Hopefully there are some managers at Adobe who realize that, if they hadn't shipped a crappy product for so many years used by every Mac user, they could have made an actual case for their ability to support high-quality Flash on iOS.
The Linux version was really badly maintained for ages.
Circa 2014, I had to do weird stuff like sed on the .so flash plugin to bump artificially its version string from 11 to 12
This was to work around a requirement for VMware VCenter UI which required flash versions newer that
the one available for Firefox at that time (11.2 IIRC).
I hope that at some points, Adobe will release the Flash source code. It's probably not the most beautiful code in the world, but at least, it would provide a reference implementation and help other implementations a lot.
As much as I personally dislike Flash, I have to agree that making it open source would be a net benefit to the world, even if only for preservation of existing media.
Even back then you had to do hacks to get it to work. But after that it became very hard to get anything to work. Eventually someone came out with a service called pipelight that I used to use that would allow you to use windows only plugins in Firefox: https://wiki.archlinux.org/index.php/Pipelight. It worked great until I didn't need it anymore.
>I hope that at some points, Adobe will release the Flash source code.
We can hope but there were big-ish campaigns to get them to open source Freehand and then Fireworks and they just don't care and would rather you keep their monthly CC cheques flowing.
I guess my feeling could be summed up with... if you're going to be on an unpopular system, expect a less-polished experience. When Windows took up 90% of desktop marketshare, and the rest was squabbled over by Mac, Linux, etc., the fact that Flash supported them at all should be seen as a blessing.
Yes and no. It was nice to have support for that whole community of animations and games, even with crappy performance. And we could get to the godawful interactive-restaurant-websites where framerates didn't matter. But the existence of a terrible Mac port helped fuel its adoption as a web technology (versus something like ActiveX where you were Windows/IE only). Without that, maybe those restaurants would have stuck to HTML like they should have to begin with.
Especially on the video side where people stared to pick FLV as a format, we'd have been much better off just getting an MPEG in the QuickTime plugin, probably with better frame rates and definitely not crashing my browser so often.
As a portable web application platform, I suppose it was better than Java and I'm glad to have gotten access to those.
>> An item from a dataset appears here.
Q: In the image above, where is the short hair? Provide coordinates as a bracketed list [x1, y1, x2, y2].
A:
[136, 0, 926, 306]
But honestly that was a pretty niche use case.
I suspect the crappiness of the Mac/Linux versions was not because of developer incompetence, but a severe lack of developers/resources for those teams. Hopefully there are some managers at Adobe who realize that, if they hadn't shipped a crappy product for so many years used by every Mac user, they could have made an actual case for their ability to support high-quality Flash on iOS.